Come qualcuno che è arrivato da Marte e predica un Vangelo che non hanno mai sentito. Ti osservano con quell’aria stupita, piena di sospetti e di pregiudizi. Dai loro occhi traspare il loro pensiero: questo è un eretico, o peggio, un fasciopopulista. Poi ti chiedono, quasi con curiosità frammista a compassione, cosa dovrebbero votare secondo te. Tu non gli dai un partito o un candidato. Semplicemente gli spieghi la necessità di sostenere quei programmi e quegli ideali che propongono la fuga dalla gabbia europea, dall’illusione di una moneta unica venefica che è la causa principe di quella montagne di tasse che versiamo allo Stato, e loro scuotono la testa e ti dicono che quelli – appunto – son fascisti, quegli altri son razzisti, quelli invece son populisti. Loro invece sono un’altra cosa. Sono europeisti e vogliono la moneta unica: la gabbia.

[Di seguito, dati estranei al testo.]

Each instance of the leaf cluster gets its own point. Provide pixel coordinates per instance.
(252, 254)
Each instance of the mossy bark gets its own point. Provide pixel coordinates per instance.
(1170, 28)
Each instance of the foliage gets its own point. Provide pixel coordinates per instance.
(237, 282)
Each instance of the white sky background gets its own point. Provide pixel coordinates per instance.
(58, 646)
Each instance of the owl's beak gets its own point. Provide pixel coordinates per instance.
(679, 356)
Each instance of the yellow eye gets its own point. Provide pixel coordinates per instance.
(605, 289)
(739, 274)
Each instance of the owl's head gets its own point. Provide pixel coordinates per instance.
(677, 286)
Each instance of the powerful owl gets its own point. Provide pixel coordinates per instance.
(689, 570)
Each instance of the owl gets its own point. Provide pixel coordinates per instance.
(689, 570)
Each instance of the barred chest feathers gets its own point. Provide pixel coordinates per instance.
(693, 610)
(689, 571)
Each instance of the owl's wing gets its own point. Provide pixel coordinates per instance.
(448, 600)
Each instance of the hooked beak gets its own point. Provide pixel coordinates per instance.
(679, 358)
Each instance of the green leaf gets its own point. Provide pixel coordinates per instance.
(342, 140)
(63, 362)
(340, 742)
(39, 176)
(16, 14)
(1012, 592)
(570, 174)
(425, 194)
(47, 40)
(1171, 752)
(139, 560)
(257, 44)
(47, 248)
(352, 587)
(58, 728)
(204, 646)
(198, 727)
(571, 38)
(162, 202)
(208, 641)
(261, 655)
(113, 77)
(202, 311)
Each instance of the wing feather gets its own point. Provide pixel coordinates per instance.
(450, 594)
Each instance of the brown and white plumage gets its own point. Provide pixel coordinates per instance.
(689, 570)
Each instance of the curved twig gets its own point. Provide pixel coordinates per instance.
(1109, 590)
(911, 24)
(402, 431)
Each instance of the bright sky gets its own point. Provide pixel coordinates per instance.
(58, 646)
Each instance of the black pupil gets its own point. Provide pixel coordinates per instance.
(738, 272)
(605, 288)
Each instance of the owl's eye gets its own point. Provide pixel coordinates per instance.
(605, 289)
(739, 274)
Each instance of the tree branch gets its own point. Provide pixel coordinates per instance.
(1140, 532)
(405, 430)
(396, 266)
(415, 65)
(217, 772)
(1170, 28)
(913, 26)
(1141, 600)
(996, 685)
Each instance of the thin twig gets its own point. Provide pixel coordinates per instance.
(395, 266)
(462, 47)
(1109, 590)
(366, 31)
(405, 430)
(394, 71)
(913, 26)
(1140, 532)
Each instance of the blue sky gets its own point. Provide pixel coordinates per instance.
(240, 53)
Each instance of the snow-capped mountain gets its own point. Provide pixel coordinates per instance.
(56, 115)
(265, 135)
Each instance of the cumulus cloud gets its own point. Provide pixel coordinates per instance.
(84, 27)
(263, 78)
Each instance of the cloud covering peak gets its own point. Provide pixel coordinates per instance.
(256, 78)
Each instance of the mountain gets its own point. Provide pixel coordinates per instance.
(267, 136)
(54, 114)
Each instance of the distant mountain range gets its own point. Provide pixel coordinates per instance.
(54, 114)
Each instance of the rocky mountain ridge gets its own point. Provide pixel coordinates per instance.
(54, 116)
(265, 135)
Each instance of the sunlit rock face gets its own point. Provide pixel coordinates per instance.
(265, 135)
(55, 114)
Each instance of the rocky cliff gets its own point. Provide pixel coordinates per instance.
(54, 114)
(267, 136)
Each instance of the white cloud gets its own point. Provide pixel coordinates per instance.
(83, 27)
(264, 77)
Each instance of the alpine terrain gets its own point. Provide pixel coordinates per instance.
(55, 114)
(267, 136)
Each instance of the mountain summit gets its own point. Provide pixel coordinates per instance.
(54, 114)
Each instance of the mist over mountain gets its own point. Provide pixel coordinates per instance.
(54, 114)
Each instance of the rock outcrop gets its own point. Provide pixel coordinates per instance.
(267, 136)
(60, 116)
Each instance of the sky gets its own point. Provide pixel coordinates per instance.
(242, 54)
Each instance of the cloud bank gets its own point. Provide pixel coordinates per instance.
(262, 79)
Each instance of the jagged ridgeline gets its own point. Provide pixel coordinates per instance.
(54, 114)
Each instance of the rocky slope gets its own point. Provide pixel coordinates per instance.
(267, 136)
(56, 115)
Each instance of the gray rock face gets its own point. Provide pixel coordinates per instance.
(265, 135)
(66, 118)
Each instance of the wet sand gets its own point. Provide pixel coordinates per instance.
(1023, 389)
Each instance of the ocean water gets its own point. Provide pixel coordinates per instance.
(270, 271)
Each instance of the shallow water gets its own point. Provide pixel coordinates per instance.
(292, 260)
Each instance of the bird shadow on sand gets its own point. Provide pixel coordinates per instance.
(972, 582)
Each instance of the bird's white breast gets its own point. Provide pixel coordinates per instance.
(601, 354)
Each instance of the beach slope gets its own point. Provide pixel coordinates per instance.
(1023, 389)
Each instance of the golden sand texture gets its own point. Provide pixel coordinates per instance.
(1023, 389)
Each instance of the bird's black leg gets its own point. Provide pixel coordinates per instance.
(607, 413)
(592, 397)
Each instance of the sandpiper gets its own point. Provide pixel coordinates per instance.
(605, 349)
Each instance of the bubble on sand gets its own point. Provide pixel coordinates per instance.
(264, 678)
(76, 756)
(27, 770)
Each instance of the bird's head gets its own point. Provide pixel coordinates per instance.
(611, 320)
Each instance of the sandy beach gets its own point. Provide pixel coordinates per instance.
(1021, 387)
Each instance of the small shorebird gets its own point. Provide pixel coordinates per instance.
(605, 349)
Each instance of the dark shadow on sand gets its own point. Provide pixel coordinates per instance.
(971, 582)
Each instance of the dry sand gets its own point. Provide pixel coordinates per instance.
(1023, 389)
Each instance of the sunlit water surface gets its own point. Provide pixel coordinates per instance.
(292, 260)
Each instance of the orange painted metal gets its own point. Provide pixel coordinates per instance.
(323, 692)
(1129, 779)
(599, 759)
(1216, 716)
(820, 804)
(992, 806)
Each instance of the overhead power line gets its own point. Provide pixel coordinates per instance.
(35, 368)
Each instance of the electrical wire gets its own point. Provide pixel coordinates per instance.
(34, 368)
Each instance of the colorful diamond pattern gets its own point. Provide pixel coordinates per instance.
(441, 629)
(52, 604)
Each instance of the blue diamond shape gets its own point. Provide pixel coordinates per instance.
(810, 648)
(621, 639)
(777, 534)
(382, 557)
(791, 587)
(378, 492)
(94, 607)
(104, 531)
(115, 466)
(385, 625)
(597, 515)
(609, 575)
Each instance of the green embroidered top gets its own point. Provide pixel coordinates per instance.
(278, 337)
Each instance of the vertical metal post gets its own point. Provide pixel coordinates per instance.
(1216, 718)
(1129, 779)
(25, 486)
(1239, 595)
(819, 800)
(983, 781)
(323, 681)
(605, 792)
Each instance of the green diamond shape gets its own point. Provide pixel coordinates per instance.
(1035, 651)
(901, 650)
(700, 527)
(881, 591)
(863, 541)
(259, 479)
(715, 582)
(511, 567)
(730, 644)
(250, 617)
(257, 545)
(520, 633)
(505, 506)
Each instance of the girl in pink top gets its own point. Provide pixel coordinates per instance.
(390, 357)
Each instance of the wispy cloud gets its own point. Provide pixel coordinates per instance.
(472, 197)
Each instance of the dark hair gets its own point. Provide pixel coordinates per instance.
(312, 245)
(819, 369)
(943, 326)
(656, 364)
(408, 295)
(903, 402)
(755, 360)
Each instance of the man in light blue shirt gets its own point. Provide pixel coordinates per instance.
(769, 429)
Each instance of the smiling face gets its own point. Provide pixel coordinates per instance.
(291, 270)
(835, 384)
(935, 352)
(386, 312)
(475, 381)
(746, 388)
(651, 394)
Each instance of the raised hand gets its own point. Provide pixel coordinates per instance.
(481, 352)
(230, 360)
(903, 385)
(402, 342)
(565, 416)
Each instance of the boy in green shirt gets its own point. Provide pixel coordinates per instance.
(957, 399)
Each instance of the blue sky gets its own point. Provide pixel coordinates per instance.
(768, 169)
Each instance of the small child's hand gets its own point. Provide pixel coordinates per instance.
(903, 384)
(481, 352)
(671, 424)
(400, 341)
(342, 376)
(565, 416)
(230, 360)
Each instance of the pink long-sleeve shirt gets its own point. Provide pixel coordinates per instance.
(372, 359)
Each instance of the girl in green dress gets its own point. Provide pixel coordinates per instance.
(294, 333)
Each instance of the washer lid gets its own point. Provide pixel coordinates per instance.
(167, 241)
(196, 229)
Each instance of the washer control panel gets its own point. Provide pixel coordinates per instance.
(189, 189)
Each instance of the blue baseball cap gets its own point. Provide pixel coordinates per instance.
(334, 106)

Dunque chiedi loro, qual è la ricetta. Ed eccoli lì, che ti sgranano il loro stucchevole rosario europeista-neoliberista, fatto di meno Stato, meno istruzione pubblica, meno sanità per tutti, più privatizzazioni, più lavoro precario, perché – sostengono orgogliosi – tutto sommato il precariato è giusto: il lavoro deve essere messo in concorrenza, deve essere reso un fattore della produzione flessibile, il cui costo può e deve variare come quello di un qualsiasi altro fattore (sicché utilizzi quello più conveniente), fregandotene altamente se quel fattore sia fatto di carne e ossa e abbia una famiglia, un progetto di vita e dunque relazioni sociali. Anzi, meglio ancora se non ha né famiglia né progetto di vita. Meglio dunque il single. Bisogna accettare le sfide e mettersi in gioco.
Dunque, per costoro la soluzione non è fuggire dalla gabbia, dal giogo europeista, dalle catene della schiavitù eurista, ma è restarci, possibilmente alla grande, a spese dei più deboli. Meno risorse per le fasce più deboli ed esposte all’austerità monetaria, più ossigeno per loro. Sicché, nel loro contorto ed egoista ragionamento, non si deve inseguire il populismo, ma i “competenti”, che sono quelli che predicano le soavi catene euriste, e che addolciscono la prigionia con il sogno ultraliberista della privatizzazione dello Stato, che – sempre secondo il loro contorto ragionamento – porterà un giorno alla liberazione fiscale. Peccato, però, solo per quei pochi che ancora avranno un imponibile da tassare.